Anda di halaman 1dari 2

SITI KUSMARYENI

P17334113001
ANALIS KESEHATAN
POLTEKKES BANDUNG

KASUS :
Seorang wanita berusia 54 tahun, datang ke Poliklinik Kebidanan, diperiksa Gula darah sewaktu
hasilnya 206 mg/dL. Nilai rujukan untuk gula darah sewaktu yaitu kurang dari 200 mg/dl.
Bagaimana menurut saudara mengenai hasil tersebut, apakah layak dikeluarkan atau tidak? Bila
tidak layak apa yang harus dilakukan?
Jawaban :
Menurut saya, hasil tersebut sebaiknya jangan dikeluarkan dulu. Karena hasilnya melebihi dari
nilai rujukan. Adapun hal yang harus dilakukan yakni :
1. Memastikan bahwa alat untuk mengukur gula darah sewaktu telah di QC dan QC masuk.
Jika QC masuk maka tidak ada masalah dengan alat.
2. Memastikan bahwa sampel memenuhi syarat atau tidak, seperti apakah sampel tersebut
lisis atau tidak karena jika sampel lisis akan berbengaruh terhadap hasil yang
mengakibatkan hasil menjadi tinggi palsu.
3. Selain itu kita dapat mengkonfirmasi dengan pengirim sampel. Kita bisa menanyakan
apakah pasien tersebut memiliki riwayat penyakit diabetes atau tidak dan dapat
menanyakan apakah sebelumnya pasien mengkonsumsi sesuatu yang dapat menyebabkan
kadar gulanua meningkat.
Karena hasil gula darah sewaktunya melebihi nilai rujukan kemungkinan besar pasien memiliki
riwayat penyakit diabetes. Oleh karena itu sebaiknya kita melakukan pemeriksaan terhadap urin
pasien untuk melihat kadar glukosa dalam urinnya. Lalu dapat kita cocokkan hasil gula darah
sewaktu dengan glukosa dalam urin apakah cocok atau tidak. Bila didapat kadar glukosa dalam
urin melebihi 180 mg/dl menandakan bahwa kadarnya telah melewati batas nilai ambang ginjal.
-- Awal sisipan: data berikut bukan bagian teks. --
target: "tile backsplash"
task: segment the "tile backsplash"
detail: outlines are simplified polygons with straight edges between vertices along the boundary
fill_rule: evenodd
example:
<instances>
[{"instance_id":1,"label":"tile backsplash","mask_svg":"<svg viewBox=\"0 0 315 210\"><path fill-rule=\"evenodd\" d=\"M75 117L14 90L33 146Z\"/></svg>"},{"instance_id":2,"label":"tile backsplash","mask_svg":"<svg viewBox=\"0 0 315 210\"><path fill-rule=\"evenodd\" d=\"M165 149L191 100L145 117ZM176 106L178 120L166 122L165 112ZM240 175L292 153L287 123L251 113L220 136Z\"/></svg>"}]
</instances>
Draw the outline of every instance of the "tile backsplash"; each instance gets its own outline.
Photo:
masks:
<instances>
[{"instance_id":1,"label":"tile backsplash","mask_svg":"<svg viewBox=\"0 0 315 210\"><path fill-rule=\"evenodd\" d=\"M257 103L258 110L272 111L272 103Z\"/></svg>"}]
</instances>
Bila kadar glukosa darah meningkat, filtrat glomerulus dapat mengandung lebih banyak glukosa
dari pada yang dapat direabsorbsi lalu kelebihan glukosa akan dikeluarkan melalui urin yang
akan mengakibatkan glikosuria. Sehingga kadar glukosa dalam urin akan meningkat (glukosa
positif). Jadi jika pemeriksaan kadar gula darah sewatu melebihi nilai rujukan maka harus
diiringin dengan pemeriksaan glukosa dalam urin yang hasilnya harus positif kadar glukosanya.
Hal-hal yang perlu diperhatikan :
a. Pra analitik
1. Cocokkan data pasien pada label dibawah wadah sampel dengan formulir
pemeriksaan, yaitu nama pasien, usia nomor CM, nomor Vans.
2. Perhatikan kondisi pasien, seperti gejala yang dialami, riwayat penyakit dan riwayat
pengobatan.
3. Perhatikan kondisi sampel memnuhi syarat atau tidak.
b. Analitik
1. Pastikan bahwa alat untuk mengukur gula darah sewaktu telah di QC dan QC masuk.
Jika QC masuk maka tidak ada masalah dengan alat.
c. Pasca analitik
1. Pastikan bahwa hasil dicatat pada pasien yang benar, karena kesalahan mencatat
mungkin terjadi.
2. Pastikan hasil pemeriksaan diinput dengan benar pada computer. Dicocokan kembali
dengan nama pasien, no CM, no Vans, dan data pasien lainnya.

Kesimpulan :
Hasil pemeriksaan tersebut jangan dikeluarkan, kita harus mencocokan antara hasil pemeriksaan
darah dengan urin saling berhubungan atau tidak. Apabila hasil dari kedua pemeriksaan tersebut
tidak cocok maka periksa kembali dengan sampel darah dan urin baru.